Stop it, she told herself, just stop it. He's another living human being, anyway.
"Over here, Harold," she called.
Harold jumped, his large bu**ocks joggling inside his tight pants. Obviously he had just been going through the motions, not really expecting to find anyone. He turned around and Fran walked to the edge of the garden, brushing at her legs, resigned to being stared at in her white gym shorts and halter. Harold's eyes crawled over her with great avidity as he came to meet her.
"Say, Fran," he said happily.
"Hi, Harold."
"I'd heard that you were having some success in resisting the dread disease, so I made this my first stop. I'm canvassing the township." He smiled at her, revealing teeth that had, at best, a nodding acquaintance with his toothbrush.
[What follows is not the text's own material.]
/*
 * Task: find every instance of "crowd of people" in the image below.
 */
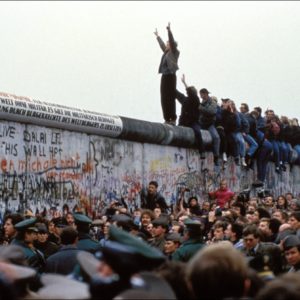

"I was awfully sorry to hear about Amy, Harold. Are your mother and father - ?"
"I'm afraid so," Harold said. He bowed his head for a moment, then jerked it up, making his clotted hair fly. "But life goes on, does it not?"
"I guess it does," Fran said wanly. His eyes were on her beasts again, dancing across them, and she wished for a sweater.
"How do you like my car?"
"It's Mr. Brannigan's, isn't it?" Roy Brannigan was a local realtor.
"It was," Harold said indifferently. "I used to believe that, in these days of shortages, anyone who drove such a thyroidal monster ought to be hung from the nearest Sunoco sign, but all of that has changed. Less people means more petrol." Petrol, Fran thought dazedly, he actually said petrol. "More everything," Harold finished. His eyes took on a fugitive gleam as they dropped to the cup of her navel, rebounded to her face, dropped to her shorts, and bounced to her face again. His smile was both jolly and uneasy.
"Harold, if you'll excuse me - "
"But whatever can you be doing, my child?"
The unreality was trying to creep back in again, and she found herself wondering just how much the human brain could be expected to stand before snapping like an overtaxed rubber band. My parents are dead, but I can take it. Some weird disease seems to have spread across the entire country, maybe the entire world, mowing down the righteous and the unrighteous alike - I can take it. I'm digging a hole in the garden my father was weeding only last week, and when it's deep enough I guess I'm going to put him in it - I think I can take it. But Harold Lauder in Roy Brannigan's Cadillac, feeling me up with his eyes and calling me "my child"? I don't know, my Lord. I just don't know.
"Harold," she said patiently. "I am not your child. I am five years older than you. It is physically impossible for me to be your child."
"Just a figure of speech," he said, blinking a little at her controlled ferocity. "Anyway, what is it? That hole?"
"A grave. For my father."
"Oh," Harold Lauder said in a small, uneasy voice.
"I'm going in to get a drink of water before I finish up. To be blunt, Harold, I'd just as soon you went away. I'm upset."
"I can understand that," he said stiffly. "But Fran... in the garden?"
She had started toward the house, but now she rounded on him, furious. "Well, what would you suggest? That I put him in a coffin and drag him out to the cemetery? What in the name of God for? He loved his garden! And what's it to you, anyway? What business is it of yours?"